The Bank of Japan (BOJ) has raised short-term interest rates to 0.5%, the highest level in 17 years. While this move was anticipated, the currency market responded with a significant strengthening of the yen, with USD/JPY falling by approximately 0.6%.
At a press conference, BOJ Governor Ueda stated that there is no predetermined course for future rate adjustments. Meanwhile, media reports cite analysts’ opinions suggesting that the rate could be raised again before the end of 2025.

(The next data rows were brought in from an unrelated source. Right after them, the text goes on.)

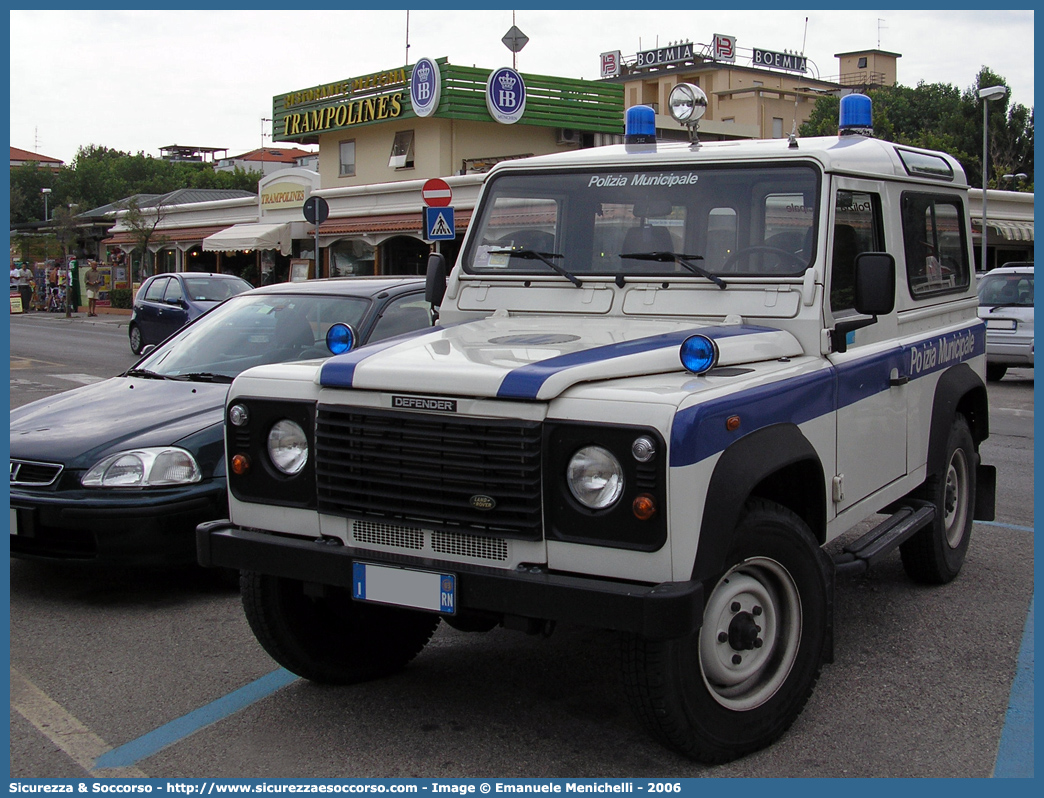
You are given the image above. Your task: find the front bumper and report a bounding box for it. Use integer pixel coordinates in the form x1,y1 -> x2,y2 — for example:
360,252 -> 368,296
196,520 -> 704,639
986,332 -> 1034,367
10,479 -> 229,565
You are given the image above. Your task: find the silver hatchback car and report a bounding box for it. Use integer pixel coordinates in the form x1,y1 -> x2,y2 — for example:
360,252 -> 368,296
978,263 -> 1034,380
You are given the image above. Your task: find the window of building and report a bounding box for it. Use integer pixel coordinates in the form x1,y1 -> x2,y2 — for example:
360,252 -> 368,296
337,140 -> 355,178
388,131 -> 413,169
902,191 -> 971,298
328,239 -> 376,277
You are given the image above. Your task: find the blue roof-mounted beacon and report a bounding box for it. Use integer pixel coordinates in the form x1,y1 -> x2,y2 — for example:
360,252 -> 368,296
623,105 -> 656,144
837,94 -> 874,136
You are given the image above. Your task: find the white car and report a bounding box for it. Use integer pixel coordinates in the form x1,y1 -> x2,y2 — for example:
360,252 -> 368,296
978,263 -> 1034,380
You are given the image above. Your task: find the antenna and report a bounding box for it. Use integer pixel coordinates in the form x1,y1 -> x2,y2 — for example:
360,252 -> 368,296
790,17 -> 808,146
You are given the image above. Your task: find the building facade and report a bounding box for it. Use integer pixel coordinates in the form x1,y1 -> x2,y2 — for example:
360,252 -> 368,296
99,43 -> 1033,284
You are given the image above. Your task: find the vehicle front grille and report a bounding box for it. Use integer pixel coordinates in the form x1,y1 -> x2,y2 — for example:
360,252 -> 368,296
315,405 -> 542,540
10,460 -> 64,488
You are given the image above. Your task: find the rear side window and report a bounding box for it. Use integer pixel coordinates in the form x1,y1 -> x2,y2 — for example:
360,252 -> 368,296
145,277 -> 170,302
902,191 -> 971,299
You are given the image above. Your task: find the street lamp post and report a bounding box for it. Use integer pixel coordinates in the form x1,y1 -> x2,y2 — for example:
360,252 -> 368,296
979,86 -> 1007,272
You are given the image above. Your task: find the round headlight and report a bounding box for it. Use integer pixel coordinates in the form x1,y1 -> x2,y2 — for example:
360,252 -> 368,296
566,446 -> 623,510
229,404 -> 251,427
268,419 -> 308,476
667,84 -> 707,124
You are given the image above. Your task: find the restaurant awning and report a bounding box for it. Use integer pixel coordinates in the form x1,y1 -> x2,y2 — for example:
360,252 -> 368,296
203,222 -> 291,255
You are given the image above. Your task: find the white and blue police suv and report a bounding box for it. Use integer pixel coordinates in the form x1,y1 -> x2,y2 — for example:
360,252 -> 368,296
197,91 -> 995,762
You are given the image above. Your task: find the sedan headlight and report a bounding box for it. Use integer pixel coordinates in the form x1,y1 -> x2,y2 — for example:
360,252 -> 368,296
79,446 -> 203,488
268,419 -> 308,476
566,446 -> 623,510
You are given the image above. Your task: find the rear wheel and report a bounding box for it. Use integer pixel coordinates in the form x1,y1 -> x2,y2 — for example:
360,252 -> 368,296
623,500 -> 830,764
899,416 -> 978,585
240,571 -> 438,684
128,324 -> 145,355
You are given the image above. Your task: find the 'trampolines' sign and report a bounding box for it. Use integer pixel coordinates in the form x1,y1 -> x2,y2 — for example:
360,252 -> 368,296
752,47 -> 808,73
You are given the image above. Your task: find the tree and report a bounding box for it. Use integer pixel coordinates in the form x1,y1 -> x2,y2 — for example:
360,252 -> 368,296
120,196 -> 167,281
801,67 -> 1034,191
10,144 -> 258,226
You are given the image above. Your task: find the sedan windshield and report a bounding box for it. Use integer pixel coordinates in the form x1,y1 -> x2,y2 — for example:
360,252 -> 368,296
135,294 -> 370,381
185,276 -> 254,302
978,273 -> 1034,307
464,165 -> 820,279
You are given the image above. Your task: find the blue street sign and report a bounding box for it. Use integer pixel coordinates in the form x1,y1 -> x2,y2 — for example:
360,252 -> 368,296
424,206 -> 456,241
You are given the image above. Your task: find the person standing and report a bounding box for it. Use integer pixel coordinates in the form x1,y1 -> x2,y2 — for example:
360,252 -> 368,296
84,260 -> 102,315
18,262 -> 33,312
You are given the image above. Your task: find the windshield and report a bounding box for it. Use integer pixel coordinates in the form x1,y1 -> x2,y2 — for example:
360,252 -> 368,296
978,273 -> 1034,307
136,294 -> 371,379
185,277 -> 254,302
464,165 -> 820,278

Technical analysis of the USD/JPY chart shows the formation of a descending channel (highlighted in red) at the start of 2025. The news of the rate hike enabled bears to launch another attack on the psychological level of 155 yen per dollar—a level that had previously served as support earlier this month. As of the morning of 24 January, bulls are managing to defend this level, but how long can they hold out if bearish pressure persists?
Key points to note:
→ The USD/JPY trend resembles a rounding-top pattern.
→ The yen’s strength is also supported by the dollar’s weakness, influenced by some uncertainty surrounding the introduction of international trade tariffs promised by US President Trump.
Today, at 17:45 GMT+3, the Purchasing Managers’ Index (PMI) figures will be released, potentially triggering heightened volatility in financial markets.